Intrusion à la préfecture de Bastia et au rectorat d’Ajaccio : une garde à vue levée
La fédération Scola Corsa, regroupant des écoles primaires privées immersives en langue corse, a mené une action ce mardi en s’introduisant à la préfecture de Haute-Corse à Bastia et au rectorat d’Ajaccio. Cette intervention a conduit à une garde à vue qui a été levée en fin d’après-midi.
Aux alentours de 6 heures, un incident s’est produit lorsque le vice-président de Scola Corsa, également président du syndicat des travailleurs corses de l’éducation (STC Educazione), aurait tenté de s’emparer des clés des locaux du rectorat, selon un communiqué du rectorat. Ce dernier a annoncé son intention de porter plainte, précisant que « aucune revendication ne saurait justifier une telle agression sur le lieu de travail d’une agente administrative ».

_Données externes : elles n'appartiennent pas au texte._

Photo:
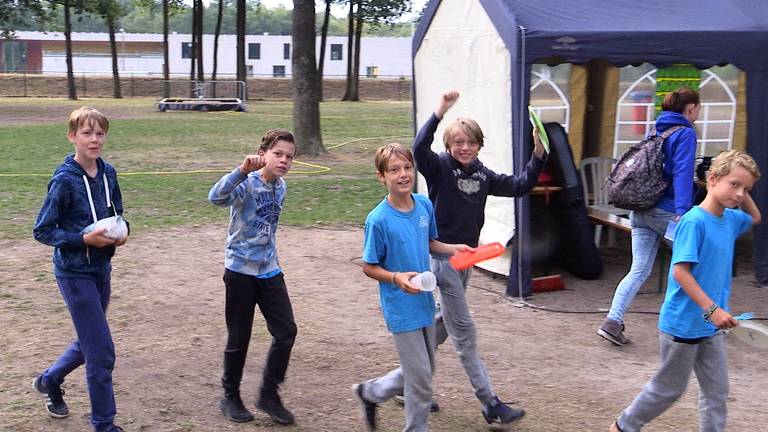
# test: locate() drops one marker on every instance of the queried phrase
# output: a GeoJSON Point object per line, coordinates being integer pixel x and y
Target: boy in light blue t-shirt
{"type": "Point", "coordinates": [696, 308]}
{"type": "Point", "coordinates": [399, 235]}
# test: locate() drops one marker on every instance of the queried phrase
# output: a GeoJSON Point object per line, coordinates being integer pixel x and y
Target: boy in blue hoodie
{"type": "Point", "coordinates": [82, 191]}
{"type": "Point", "coordinates": [255, 193]}
{"type": "Point", "coordinates": [459, 185]}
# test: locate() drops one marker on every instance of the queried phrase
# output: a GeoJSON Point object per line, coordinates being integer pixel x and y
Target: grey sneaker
{"type": "Point", "coordinates": [400, 400]}
{"type": "Point", "coordinates": [613, 331]}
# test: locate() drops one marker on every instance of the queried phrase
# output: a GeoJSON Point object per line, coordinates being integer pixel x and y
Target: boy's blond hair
{"type": "Point", "coordinates": [86, 116]}
{"type": "Point", "coordinates": [727, 159]}
{"type": "Point", "coordinates": [466, 125]}
{"type": "Point", "coordinates": [385, 153]}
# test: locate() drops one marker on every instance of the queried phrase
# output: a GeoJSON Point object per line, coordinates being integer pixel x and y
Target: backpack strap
{"type": "Point", "coordinates": [670, 131]}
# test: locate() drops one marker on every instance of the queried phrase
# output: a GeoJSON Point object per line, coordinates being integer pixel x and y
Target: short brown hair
{"type": "Point", "coordinates": [466, 125]}
{"type": "Point", "coordinates": [385, 153]}
{"type": "Point", "coordinates": [274, 135]}
{"type": "Point", "coordinates": [85, 116]}
{"type": "Point", "coordinates": [677, 100]}
{"type": "Point", "coordinates": [727, 159]}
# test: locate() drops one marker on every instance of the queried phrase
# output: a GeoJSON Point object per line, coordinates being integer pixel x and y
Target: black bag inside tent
{"type": "Point", "coordinates": [575, 250]}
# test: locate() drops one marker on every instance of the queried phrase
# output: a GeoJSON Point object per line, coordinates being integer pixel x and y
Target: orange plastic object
{"type": "Point", "coordinates": [465, 260]}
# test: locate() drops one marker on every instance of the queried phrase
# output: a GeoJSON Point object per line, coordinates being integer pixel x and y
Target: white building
{"type": "Point", "coordinates": [142, 54]}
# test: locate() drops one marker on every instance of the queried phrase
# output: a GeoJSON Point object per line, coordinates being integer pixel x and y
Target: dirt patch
{"type": "Point", "coordinates": [167, 321]}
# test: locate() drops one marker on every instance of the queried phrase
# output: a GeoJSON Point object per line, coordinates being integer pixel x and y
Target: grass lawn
{"type": "Point", "coordinates": [196, 149]}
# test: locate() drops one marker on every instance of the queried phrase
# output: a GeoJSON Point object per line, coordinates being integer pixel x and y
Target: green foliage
{"type": "Point", "coordinates": [200, 148]}
{"type": "Point", "coordinates": [144, 16]}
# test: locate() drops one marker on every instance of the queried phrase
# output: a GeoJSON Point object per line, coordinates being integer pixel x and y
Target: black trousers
{"type": "Point", "coordinates": [244, 292]}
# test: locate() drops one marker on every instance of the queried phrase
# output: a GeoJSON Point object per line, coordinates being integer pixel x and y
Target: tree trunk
{"type": "Point", "coordinates": [350, 48]}
{"type": "Point", "coordinates": [166, 59]}
{"type": "Point", "coordinates": [193, 53]}
{"type": "Point", "coordinates": [216, 44]}
{"type": "Point", "coordinates": [71, 89]}
{"type": "Point", "coordinates": [241, 71]}
{"type": "Point", "coordinates": [355, 87]}
{"type": "Point", "coordinates": [116, 92]}
{"type": "Point", "coordinates": [323, 40]}
{"type": "Point", "coordinates": [199, 45]}
{"type": "Point", "coordinates": [306, 81]}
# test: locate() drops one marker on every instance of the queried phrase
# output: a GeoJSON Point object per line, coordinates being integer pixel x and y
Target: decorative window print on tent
{"type": "Point", "coordinates": [550, 96]}
{"type": "Point", "coordinates": [635, 116]}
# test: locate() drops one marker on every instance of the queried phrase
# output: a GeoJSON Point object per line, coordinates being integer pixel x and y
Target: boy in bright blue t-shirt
{"type": "Point", "coordinates": [399, 235]}
{"type": "Point", "coordinates": [696, 308]}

En fin de matinée, des personnels de l’Éducation nationale se sont rassemblés devant le rectorat et la direction départementale de Bastia pour soutenir leur collègue. Le ministre de l’Éducation nationale, Édouard Geffray, a également condamné la violence physique sur Twitter, soulignant son inacceptabilité.
Le procureur de la République d’Ajaccio, Nicolas Septe, a confirmé l’interpellation de l’individu impliqué, précisant que l’enquête a été ouverte pour « vol avec violence », une qualification qui pourrait être revue selon les auditions en cours.

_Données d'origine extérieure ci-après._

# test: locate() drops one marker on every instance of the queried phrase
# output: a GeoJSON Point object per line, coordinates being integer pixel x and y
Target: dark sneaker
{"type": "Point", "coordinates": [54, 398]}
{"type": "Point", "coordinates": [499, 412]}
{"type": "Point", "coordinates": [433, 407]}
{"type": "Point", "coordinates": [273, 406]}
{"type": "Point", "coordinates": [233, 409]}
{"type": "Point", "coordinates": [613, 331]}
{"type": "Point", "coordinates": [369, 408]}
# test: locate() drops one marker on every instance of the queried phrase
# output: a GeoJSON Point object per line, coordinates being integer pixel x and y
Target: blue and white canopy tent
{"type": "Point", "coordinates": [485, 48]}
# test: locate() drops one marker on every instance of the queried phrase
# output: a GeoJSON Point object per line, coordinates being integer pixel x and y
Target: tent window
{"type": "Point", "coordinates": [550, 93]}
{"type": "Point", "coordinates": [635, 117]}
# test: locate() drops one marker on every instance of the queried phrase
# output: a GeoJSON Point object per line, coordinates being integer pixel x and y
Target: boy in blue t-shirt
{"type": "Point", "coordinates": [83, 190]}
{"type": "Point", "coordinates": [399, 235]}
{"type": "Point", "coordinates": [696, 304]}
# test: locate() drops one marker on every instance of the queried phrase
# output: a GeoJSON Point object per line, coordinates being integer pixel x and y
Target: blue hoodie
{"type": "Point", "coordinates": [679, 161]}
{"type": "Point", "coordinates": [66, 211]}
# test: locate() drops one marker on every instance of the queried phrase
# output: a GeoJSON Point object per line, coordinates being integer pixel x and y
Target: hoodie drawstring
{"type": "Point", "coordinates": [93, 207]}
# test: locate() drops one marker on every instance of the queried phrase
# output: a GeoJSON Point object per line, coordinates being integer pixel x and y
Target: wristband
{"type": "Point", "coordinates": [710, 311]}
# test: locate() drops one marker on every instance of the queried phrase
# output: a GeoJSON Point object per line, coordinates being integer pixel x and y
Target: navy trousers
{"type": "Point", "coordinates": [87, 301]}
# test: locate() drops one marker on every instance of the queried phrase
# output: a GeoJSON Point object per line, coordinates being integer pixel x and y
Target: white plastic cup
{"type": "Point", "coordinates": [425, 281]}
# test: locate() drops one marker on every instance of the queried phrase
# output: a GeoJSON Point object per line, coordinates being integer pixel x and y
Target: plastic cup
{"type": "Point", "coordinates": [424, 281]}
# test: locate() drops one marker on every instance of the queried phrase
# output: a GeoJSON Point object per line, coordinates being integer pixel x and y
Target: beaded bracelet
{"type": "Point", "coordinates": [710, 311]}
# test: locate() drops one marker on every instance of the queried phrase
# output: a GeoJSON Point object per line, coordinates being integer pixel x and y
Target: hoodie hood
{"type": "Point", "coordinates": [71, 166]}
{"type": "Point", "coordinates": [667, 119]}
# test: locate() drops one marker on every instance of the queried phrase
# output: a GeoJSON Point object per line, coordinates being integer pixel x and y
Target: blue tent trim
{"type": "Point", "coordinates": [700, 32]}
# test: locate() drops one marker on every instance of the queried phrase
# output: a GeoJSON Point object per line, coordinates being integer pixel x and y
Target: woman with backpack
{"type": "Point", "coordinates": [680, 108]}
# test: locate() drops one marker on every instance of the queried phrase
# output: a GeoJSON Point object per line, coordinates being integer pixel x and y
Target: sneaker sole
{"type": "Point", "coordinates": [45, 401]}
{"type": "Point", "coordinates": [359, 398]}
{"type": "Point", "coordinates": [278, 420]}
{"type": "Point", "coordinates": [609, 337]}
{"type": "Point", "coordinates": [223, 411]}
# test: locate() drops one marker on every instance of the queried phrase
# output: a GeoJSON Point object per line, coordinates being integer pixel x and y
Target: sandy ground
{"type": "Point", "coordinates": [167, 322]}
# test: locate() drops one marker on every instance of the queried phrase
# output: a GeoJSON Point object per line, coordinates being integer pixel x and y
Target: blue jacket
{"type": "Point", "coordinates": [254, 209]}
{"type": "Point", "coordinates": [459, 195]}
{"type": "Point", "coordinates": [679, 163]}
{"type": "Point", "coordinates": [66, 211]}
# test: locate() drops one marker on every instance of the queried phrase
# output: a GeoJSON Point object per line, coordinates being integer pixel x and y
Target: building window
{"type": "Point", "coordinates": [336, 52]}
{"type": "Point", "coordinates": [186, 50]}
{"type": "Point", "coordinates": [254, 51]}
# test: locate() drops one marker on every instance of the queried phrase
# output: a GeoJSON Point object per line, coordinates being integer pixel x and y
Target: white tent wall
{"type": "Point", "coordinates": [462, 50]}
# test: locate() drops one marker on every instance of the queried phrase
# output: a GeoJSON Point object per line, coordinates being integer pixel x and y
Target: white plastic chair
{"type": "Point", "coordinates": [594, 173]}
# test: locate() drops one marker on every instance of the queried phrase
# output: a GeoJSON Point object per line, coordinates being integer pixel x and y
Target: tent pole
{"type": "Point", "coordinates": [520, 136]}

En fin d’après-midi, le parquet d’Ajaccio a annoncé que la garde à vue avait été levée. Jean-Pierre Lucciani, le vice-président de Scola Corsa, a déclaré qu’il n’avait pas touché la personne mais avait simplement pris les clés. Il a reconnu l’intrusion tout en niant toute forme de violence, envisageant même une action en diffamation contre le rectorat.
À Bastia, une trentaine de parents d’élèves de Scola Corsa se sont également introduits dans les salons de la préfecture. La nouvelle préfète, en fonction depuis lundi, a rencontré les manifestants pour entendre leurs revendications, après quoi ils ont quitté les lieux sans incident.

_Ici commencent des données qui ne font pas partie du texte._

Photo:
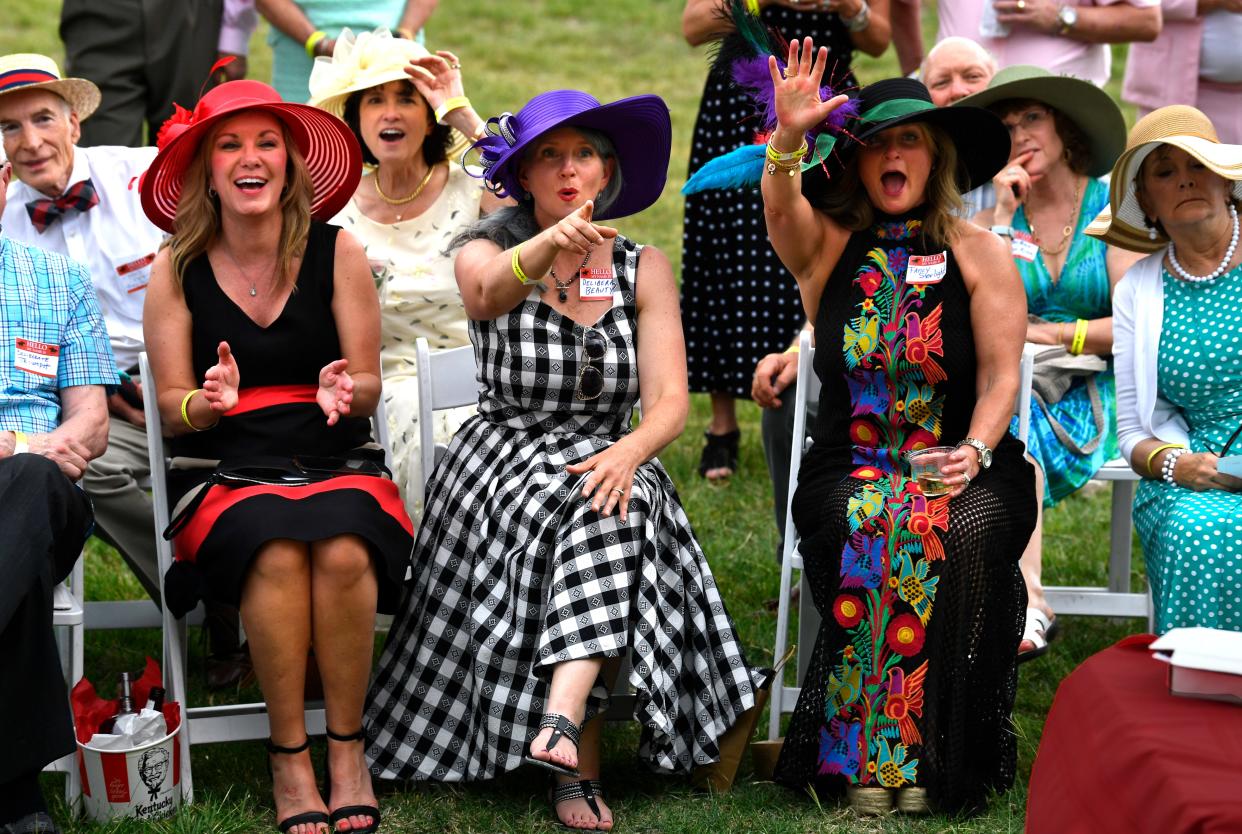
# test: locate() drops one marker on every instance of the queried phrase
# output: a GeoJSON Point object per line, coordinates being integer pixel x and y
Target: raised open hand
{"type": "Point", "coordinates": [335, 390]}
{"type": "Point", "coordinates": [437, 77]}
{"type": "Point", "coordinates": [221, 380]}
{"type": "Point", "coordinates": [799, 106]}
{"type": "Point", "coordinates": [576, 233]}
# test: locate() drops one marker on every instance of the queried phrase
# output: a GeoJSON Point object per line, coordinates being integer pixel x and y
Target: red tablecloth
{"type": "Point", "coordinates": [1119, 755]}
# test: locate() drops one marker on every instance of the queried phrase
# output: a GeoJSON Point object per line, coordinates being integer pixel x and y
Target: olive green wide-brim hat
{"type": "Point", "coordinates": [1122, 223]}
{"type": "Point", "coordinates": [1086, 105]}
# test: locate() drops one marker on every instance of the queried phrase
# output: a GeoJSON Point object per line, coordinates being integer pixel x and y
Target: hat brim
{"type": "Point", "coordinates": [327, 144]}
{"type": "Point", "coordinates": [1082, 102]}
{"type": "Point", "coordinates": [82, 96]}
{"type": "Point", "coordinates": [981, 142]}
{"type": "Point", "coordinates": [642, 134]}
{"type": "Point", "coordinates": [1123, 223]}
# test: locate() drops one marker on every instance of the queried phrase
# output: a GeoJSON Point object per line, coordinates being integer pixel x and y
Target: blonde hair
{"type": "Point", "coordinates": [198, 211]}
{"type": "Point", "coordinates": [848, 204]}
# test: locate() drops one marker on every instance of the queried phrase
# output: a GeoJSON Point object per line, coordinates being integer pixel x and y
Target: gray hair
{"type": "Point", "coordinates": [516, 224]}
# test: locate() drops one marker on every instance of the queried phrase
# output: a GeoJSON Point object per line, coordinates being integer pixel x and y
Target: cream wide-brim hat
{"type": "Point", "coordinates": [22, 71]}
{"type": "Point", "coordinates": [1123, 223]}
{"type": "Point", "coordinates": [363, 61]}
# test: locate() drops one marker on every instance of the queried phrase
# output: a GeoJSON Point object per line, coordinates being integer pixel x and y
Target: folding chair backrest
{"type": "Point", "coordinates": [446, 379]}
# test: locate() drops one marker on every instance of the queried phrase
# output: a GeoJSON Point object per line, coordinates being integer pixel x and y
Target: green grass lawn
{"type": "Point", "coordinates": [511, 51]}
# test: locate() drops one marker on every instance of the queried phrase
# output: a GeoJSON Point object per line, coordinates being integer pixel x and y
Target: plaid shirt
{"type": "Point", "coordinates": [47, 298]}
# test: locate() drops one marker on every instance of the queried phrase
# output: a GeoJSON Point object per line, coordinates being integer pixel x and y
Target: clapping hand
{"type": "Point", "coordinates": [221, 380]}
{"type": "Point", "coordinates": [335, 390]}
{"type": "Point", "coordinates": [799, 107]}
{"type": "Point", "coordinates": [575, 231]}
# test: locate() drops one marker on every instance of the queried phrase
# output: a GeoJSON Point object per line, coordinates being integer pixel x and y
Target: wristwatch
{"type": "Point", "coordinates": [985, 454]}
{"type": "Point", "coordinates": [1068, 18]}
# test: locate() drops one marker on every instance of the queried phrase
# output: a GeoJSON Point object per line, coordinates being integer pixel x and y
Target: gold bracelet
{"type": "Point", "coordinates": [1156, 451]}
{"type": "Point", "coordinates": [185, 410]}
{"type": "Point", "coordinates": [313, 42]}
{"type": "Point", "coordinates": [450, 106]}
{"type": "Point", "coordinates": [1079, 341]}
{"type": "Point", "coordinates": [517, 266]}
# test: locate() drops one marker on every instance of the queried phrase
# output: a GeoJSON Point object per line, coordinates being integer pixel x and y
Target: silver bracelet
{"type": "Point", "coordinates": [1170, 464]}
{"type": "Point", "coordinates": [858, 21]}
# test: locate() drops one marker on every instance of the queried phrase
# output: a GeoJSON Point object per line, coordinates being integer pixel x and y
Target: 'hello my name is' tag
{"type": "Point", "coordinates": [596, 282]}
{"type": "Point", "coordinates": [927, 269]}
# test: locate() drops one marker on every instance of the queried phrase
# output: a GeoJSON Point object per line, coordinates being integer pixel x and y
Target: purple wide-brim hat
{"type": "Point", "coordinates": [640, 129]}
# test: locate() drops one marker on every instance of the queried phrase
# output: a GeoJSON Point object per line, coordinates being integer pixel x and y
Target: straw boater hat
{"type": "Point", "coordinates": [363, 61]}
{"type": "Point", "coordinates": [29, 71]}
{"type": "Point", "coordinates": [640, 129]}
{"type": "Point", "coordinates": [328, 146]}
{"type": "Point", "coordinates": [1123, 223]}
{"type": "Point", "coordinates": [1086, 105]}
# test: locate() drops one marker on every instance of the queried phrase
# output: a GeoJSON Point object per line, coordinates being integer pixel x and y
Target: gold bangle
{"type": "Point", "coordinates": [185, 410]}
{"type": "Point", "coordinates": [1079, 341]}
{"type": "Point", "coordinates": [313, 41]}
{"type": "Point", "coordinates": [450, 106]}
{"type": "Point", "coordinates": [517, 266]}
{"type": "Point", "coordinates": [1156, 451]}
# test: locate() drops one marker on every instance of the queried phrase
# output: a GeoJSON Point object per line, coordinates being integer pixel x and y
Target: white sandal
{"type": "Point", "coordinates": [1040, 632]}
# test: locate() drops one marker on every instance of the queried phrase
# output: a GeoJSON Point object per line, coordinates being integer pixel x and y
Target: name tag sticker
{"type": "Point", "coordinates": [927, 269]}
{"type": "Point", "coordinates": [1024, 246]}
{"type": "Point", "coordinates": [37, 358]}
{"type": "Point", "coordinates": [596, 282]}
{"type": "Point", "coordinates": [134, 272]}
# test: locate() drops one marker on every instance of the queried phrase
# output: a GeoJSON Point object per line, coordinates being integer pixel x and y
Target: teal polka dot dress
{"type": "Point", "coordinates": [1192, 541]}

Depuis deux mois, la fédération Scola Corsa affirme que la langue corse est menacée et que l’existence de ses écoles est remise en question suite à une décision préfectorale concernant le financement accordé par la Collectivité de Corse, s’élevant à 1,3 million d’euros. La fédération réclame la contractualisation de 11 enseignants, mais les services de l’État ont proposé celle de six seulement. Cette situation a conduit à des mobilisations, dont le blocage de certains lycées de l’île en avril dernier.